Остап Бендер — агент ГПУ | страница 30



Учитель тяжело вздохнул и ответил:

– Да где там. Ничего. Ни вещей, ни воров.

– Да… – с чувством произнес Остап. – А кто знал о вашем молочнике, о его ценности?

– Никто, никто, Остап Ибрагимович, – заверил рисовальщик. – Даже Екатерине не говорил. Екатерина, жена моя, – пояснил Лоев.

– А ваш свояк? Вы не пояснили, почему так поступили с его салом?

– Не-е, зачем ему знать это.

– Как же вы объяснили ему, что этот молочник дорог вам?

– Сказал, что нужен для моей работы в школе, чтобы дети рисовали натюрморты с ним, что мол, школа заплатит хорошо за него.

– А он поверил?

– А что ему оставалось делать, обмен уже состоялся. Да и сала у него еще с пуд, а то и больше. Кабана заколол, как он говорил. Сенокосилку хотел купить.
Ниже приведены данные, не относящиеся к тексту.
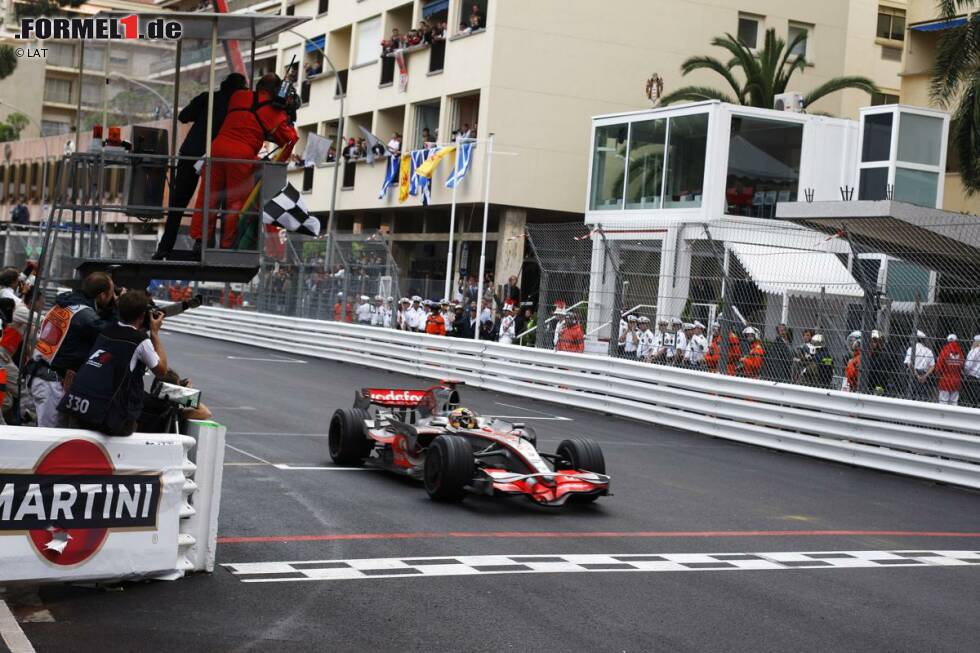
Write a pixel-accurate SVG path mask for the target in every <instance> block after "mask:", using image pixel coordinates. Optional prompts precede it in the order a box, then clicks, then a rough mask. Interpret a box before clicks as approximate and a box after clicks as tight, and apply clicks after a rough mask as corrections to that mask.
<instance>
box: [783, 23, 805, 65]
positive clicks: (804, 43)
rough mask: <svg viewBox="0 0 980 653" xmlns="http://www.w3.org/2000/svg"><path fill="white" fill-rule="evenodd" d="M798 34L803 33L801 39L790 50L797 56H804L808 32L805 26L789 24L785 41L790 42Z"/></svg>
mask: <svg viewBox="0 0 980 653" xmlns="http://www.w3.org/2000/svg"><path fill="white" fill-rule="evenodd" d="M800 34H802V35H803V40H802V41H800V42H799V43H797V44H796V46H794V47H793V49H792V50H791V51H790V52H791V53H792V54H794V55H796V56H797V57H806V41H807V36H808V34H809V31H808V30H807V28H805V27H803V26H802V25H790V26H789V39H788V40H787V43H792V42H793V41H794V40H795V39H796V38H797V37H798V36H800Z"/></svg>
Да мануфактуры для жены и дочери.

– Он из зажиточных селян?

– Жена говорила, что куркулем его называли, когда советы начали колхозы делать. Так, когда музей открывать будете, Остап Ибрагимович?
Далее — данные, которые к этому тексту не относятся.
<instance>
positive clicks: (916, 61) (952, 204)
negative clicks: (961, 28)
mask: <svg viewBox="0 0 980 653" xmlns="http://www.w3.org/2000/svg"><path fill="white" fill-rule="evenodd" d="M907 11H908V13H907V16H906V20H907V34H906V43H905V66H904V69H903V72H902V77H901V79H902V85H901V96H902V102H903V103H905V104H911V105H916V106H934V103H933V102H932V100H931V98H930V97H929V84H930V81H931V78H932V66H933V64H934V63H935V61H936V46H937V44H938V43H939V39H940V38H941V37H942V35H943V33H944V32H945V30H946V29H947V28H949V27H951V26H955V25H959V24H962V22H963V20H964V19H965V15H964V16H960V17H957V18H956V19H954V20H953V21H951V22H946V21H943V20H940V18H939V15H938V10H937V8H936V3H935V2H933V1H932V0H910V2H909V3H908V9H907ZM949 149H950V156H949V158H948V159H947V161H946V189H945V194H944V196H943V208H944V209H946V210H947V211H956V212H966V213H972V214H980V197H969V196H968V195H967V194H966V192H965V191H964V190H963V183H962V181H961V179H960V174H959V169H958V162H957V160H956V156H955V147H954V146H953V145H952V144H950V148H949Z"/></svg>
– Скоро, скоро, уважаемый. Помещение пробиваем для музея. Обещают выделить по-соседству с нашей конторой. Трудно сейчас с площадями, как известно.
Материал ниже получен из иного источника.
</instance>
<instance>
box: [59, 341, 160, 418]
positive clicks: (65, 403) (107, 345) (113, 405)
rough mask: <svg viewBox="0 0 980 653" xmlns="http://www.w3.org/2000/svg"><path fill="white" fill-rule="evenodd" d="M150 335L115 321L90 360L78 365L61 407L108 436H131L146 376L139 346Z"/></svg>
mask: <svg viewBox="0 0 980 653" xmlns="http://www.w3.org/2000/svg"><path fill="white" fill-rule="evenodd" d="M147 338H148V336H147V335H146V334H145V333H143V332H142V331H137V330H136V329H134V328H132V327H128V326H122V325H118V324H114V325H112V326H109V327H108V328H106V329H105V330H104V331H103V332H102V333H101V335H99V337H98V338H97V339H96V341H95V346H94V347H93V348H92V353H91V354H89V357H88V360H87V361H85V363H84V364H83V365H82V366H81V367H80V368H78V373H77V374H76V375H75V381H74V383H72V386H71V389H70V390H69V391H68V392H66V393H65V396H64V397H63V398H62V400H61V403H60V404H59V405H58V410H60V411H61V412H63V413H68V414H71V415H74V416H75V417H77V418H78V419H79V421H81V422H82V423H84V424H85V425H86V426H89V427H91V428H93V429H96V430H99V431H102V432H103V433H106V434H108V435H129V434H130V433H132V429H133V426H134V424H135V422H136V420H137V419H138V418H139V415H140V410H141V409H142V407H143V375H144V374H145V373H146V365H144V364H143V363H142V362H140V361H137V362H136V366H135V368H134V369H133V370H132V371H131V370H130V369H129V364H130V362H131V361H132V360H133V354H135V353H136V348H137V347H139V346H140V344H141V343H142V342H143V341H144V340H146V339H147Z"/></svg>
– Понятно, – встал рисовальщик, чтобы уходить.

– Мы вам сразу же сообщим, товарищ Лоев, как только решим этот вопрос. И еще… Вы говорили, что вашего обменщика вы тогда видели на вокзале.

– Да, когда провожал свояка на поезд. А потом когда мне снова пришлось побывать на вокзале и что же, как вы думаете? Мой обменщик – беженец из Москвы, как он мне тогда сказал уже работал, носильщиком на вокзале.

– Это интересно! – воскликнул Остап. – Обрисовать его можете?

– Да как вам сказать… Это когда было…

– И все же набросаете портрет этого беженца из Москвы, как он вам сказал.

– Вот, вот вам бумага, карандаш, – подскочил к Лоеву Балаганов с карандашом и тетрадью, в которой он вел учет вступающих в члены общества археологов.

Лоев присел к столу, некоторое время молчал, полузакрыв глаза и держа карандаш в руке, потом проговорил:

– Нет, извините… Не могу вспомнить лицо его для рисунка… Одежда… фартук… бляха на груди… А вот лицо, не могу вспомнить, – встал рисовальщик. – Извините, товарищи.

– Понимаю, Семен Михайлович, сколько лет прошло… Значит, как музей откроем сразу же пригласим вас. Ждите. До свидания.

Когда Лоев вышел, Адам, который вошел раньше и слышал весь разговор Бендера с учителем рисования, сказал:

– Остап Ибрагимович, а почему бы вам не обратиться к этому самому Шаврову, с просьбой отобрать одну из комнат у магазина торгующего игрушками. Он рядом с нашей конторой. Вот вам и музей археологии.